La version instrumentale de Lullaby, qui clôt l’album, touche par sa simplicité. Comme si la parole était finalement superflue, et les mots insuffisants pour exprimer l’attachement maternel.
Patterns in Repeat, chanson éponyme, parle de la décision, en tant que parent, de mettre de côté d’anciennes priorités pour se vouer à son enfant. Symboliquement, elle a été écrite en collaboration avec son compagnon, George Jephson. Dans une interview du média NPR, Laura Marling raconte la genèse du morceau, ainsi que le réconfort et la fierté que lui procure cette idée de renoncement. La ligne mélodique du refrain rappelle très nettement celle de Patterns.
Le bridge, dont les mots sont les derniers de l’album, s’adresse à sa fille. La voix de l’artiste se mêle aux cordes pour assurer à son enfant que son arrivée vaut plus que tout ce qu’elle a sacrifié. « I want you to know that I gave it up willingly / Nothing real was lost in the bringing of you to me ». (Trad. : « Je veux que tu saches que j’y ai renoncé volontiers / Rien de vrai n’a été perdu en te faisant venir à moi »).

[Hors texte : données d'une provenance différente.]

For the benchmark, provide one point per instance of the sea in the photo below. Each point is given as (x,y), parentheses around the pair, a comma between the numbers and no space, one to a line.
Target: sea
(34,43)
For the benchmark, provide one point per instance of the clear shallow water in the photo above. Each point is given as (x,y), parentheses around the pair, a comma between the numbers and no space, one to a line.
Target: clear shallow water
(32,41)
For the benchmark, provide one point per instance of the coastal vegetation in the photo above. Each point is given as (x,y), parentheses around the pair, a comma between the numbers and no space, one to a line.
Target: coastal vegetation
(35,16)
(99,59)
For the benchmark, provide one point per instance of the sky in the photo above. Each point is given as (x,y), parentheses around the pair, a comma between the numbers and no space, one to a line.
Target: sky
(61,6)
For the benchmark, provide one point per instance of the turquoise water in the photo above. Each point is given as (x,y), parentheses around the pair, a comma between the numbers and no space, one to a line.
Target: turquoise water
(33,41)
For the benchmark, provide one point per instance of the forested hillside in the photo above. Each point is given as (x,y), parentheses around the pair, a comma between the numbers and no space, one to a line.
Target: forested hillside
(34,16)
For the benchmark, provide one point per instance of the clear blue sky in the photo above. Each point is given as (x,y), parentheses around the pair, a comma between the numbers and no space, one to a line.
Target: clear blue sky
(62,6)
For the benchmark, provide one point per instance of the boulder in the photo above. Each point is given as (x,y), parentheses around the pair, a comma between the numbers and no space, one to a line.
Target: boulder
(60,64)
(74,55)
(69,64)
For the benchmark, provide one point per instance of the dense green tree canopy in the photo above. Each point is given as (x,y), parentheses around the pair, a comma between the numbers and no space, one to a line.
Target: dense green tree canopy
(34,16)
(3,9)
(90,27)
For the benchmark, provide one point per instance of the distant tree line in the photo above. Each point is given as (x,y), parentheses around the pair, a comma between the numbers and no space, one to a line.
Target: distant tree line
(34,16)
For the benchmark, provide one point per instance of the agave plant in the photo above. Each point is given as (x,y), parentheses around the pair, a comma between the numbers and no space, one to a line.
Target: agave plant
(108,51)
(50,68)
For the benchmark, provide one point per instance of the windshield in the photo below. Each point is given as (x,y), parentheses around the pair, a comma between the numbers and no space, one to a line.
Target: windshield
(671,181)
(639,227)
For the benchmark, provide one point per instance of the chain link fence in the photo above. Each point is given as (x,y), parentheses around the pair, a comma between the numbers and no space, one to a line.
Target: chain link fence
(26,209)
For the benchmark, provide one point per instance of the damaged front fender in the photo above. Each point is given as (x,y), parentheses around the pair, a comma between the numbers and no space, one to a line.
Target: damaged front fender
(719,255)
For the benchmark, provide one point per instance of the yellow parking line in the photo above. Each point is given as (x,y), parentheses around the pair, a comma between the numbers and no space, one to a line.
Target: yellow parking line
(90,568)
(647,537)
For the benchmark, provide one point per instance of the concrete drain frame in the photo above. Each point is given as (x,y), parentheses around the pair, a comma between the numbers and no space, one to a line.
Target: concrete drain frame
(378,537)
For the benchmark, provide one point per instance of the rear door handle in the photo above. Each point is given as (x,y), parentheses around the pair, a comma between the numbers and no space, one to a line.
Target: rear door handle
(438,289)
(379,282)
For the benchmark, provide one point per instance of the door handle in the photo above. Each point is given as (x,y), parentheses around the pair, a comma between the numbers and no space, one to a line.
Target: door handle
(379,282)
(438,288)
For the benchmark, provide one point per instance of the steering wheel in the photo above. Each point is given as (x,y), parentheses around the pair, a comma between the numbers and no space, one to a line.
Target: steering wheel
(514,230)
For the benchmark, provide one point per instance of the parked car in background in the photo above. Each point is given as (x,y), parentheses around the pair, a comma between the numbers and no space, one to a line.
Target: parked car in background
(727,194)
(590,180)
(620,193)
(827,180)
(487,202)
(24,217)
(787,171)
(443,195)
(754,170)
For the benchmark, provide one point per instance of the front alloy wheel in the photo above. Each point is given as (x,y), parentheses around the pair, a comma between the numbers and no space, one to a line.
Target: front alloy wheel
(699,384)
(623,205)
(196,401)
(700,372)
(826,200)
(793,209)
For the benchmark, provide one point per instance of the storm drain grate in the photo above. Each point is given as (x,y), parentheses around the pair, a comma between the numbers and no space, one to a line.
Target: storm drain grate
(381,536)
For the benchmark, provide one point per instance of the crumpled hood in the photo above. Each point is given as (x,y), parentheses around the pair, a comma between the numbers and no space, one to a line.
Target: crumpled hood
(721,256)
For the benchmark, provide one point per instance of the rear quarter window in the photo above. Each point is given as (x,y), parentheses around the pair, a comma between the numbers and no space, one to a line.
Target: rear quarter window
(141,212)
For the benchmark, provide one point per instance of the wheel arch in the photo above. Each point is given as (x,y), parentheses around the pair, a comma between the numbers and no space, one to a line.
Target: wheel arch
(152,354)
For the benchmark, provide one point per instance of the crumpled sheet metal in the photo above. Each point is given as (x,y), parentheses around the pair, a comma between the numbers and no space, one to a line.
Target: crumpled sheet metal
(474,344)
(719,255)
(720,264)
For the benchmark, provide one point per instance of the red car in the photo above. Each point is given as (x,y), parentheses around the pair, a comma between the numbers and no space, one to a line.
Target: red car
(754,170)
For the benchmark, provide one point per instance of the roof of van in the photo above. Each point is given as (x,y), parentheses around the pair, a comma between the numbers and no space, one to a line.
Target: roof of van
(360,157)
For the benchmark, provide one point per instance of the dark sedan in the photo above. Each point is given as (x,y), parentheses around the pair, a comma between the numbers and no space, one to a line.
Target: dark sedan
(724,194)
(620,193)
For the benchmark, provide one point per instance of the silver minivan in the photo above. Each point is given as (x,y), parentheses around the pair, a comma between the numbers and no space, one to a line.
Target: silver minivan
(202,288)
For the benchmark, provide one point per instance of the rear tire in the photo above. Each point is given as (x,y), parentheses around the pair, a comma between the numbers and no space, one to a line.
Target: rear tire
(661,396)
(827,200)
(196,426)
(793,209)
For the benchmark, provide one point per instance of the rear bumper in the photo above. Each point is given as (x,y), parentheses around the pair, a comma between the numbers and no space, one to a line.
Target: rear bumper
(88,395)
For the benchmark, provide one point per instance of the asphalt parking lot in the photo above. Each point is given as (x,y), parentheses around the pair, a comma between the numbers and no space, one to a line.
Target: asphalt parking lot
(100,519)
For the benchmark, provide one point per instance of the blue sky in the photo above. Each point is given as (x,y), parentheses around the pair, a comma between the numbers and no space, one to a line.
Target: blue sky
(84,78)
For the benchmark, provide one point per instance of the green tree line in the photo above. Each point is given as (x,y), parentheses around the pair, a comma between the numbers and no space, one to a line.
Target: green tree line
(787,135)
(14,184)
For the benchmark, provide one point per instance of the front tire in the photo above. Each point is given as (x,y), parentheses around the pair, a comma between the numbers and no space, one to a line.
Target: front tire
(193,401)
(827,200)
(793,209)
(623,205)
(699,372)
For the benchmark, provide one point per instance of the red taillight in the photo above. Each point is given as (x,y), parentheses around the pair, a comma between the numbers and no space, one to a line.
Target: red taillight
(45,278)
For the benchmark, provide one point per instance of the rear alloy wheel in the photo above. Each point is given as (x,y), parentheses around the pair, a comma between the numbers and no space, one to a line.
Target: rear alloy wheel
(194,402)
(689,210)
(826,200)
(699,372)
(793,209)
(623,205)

UN TÉMOIGNAGE INTIME ET PUISSANT
Laura Marling revient à la musique avec un projet profondément personnel, où la richesse des textes côtoie la sobriété des arrangements. Pour ce faire, elle s’entoure d’autres artistes de talent. Les producteurs Dom Monks (Big Thief, Flyte…) et Rob Moose (Paul Simon, Bon Iver…), ainsi que Buck Meek (Big Thief) qui prête sa voix à Child of Mine.
Le temps d’un album, elle nous invite dans son quotidien et nous embarque dans ses pensées. Si elle s’attaque à des thèmes intemporels, elle le fait avec une sincérité rafraîchissante et la finesse qui caractérise son écriture.

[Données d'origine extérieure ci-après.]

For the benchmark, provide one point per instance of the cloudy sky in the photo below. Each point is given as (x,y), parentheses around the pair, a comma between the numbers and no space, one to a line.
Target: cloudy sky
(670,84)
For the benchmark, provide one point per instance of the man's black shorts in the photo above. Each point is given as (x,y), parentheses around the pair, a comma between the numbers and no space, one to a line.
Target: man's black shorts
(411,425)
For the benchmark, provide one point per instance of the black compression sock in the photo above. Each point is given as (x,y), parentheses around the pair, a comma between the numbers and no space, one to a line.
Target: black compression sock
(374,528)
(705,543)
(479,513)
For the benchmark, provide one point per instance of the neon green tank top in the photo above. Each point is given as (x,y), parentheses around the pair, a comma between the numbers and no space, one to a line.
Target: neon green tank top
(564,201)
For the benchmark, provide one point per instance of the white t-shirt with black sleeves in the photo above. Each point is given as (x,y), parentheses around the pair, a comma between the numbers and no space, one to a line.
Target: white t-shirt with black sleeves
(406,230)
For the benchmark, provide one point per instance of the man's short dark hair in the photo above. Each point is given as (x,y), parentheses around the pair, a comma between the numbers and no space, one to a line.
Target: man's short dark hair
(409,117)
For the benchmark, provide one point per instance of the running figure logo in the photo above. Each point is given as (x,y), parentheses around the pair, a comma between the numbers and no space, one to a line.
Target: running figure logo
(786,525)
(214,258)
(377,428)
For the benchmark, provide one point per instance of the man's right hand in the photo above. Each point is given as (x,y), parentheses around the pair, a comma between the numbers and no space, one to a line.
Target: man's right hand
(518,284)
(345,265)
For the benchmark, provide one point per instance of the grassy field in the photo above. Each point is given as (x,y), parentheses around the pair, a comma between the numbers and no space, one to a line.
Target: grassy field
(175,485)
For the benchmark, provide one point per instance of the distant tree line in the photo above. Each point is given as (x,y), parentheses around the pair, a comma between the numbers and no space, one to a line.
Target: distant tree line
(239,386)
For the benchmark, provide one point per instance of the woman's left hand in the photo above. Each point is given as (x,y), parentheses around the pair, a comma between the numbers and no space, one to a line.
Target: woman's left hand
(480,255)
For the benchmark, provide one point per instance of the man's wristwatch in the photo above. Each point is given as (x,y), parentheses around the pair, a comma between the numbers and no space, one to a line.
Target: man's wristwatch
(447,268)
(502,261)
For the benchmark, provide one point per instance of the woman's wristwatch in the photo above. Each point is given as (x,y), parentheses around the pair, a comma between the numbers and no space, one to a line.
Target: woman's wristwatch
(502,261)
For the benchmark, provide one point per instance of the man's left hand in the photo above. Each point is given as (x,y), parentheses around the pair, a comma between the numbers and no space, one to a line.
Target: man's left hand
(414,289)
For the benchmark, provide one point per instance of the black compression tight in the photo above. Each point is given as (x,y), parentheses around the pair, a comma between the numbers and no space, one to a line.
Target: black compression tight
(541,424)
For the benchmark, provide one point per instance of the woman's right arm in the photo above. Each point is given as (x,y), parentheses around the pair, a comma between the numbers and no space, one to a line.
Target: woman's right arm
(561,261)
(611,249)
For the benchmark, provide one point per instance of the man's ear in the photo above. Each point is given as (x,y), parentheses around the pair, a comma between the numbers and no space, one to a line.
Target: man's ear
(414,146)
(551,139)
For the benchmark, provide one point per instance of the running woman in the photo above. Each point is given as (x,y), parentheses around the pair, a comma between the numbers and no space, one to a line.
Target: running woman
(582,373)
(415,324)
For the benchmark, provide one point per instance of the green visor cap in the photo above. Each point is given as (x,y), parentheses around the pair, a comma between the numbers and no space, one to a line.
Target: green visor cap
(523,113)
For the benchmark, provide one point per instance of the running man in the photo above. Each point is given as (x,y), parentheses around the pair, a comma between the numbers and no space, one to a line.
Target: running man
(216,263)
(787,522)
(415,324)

De morceau en morceau, elle dessine l’arbre généalogique et relationnel qui l’ancre et la transcende. Sous la plume de l’artiste, la maternité est étudiée dans toute la complexité des sensations qu’elle fait naître. À travers sa voix, elle devient une évidence, qui balaye toutes les certitudes préalables.
Une chose reste sûre : Patterns in repeat tournera en boucle dans nos oreilles cet automne.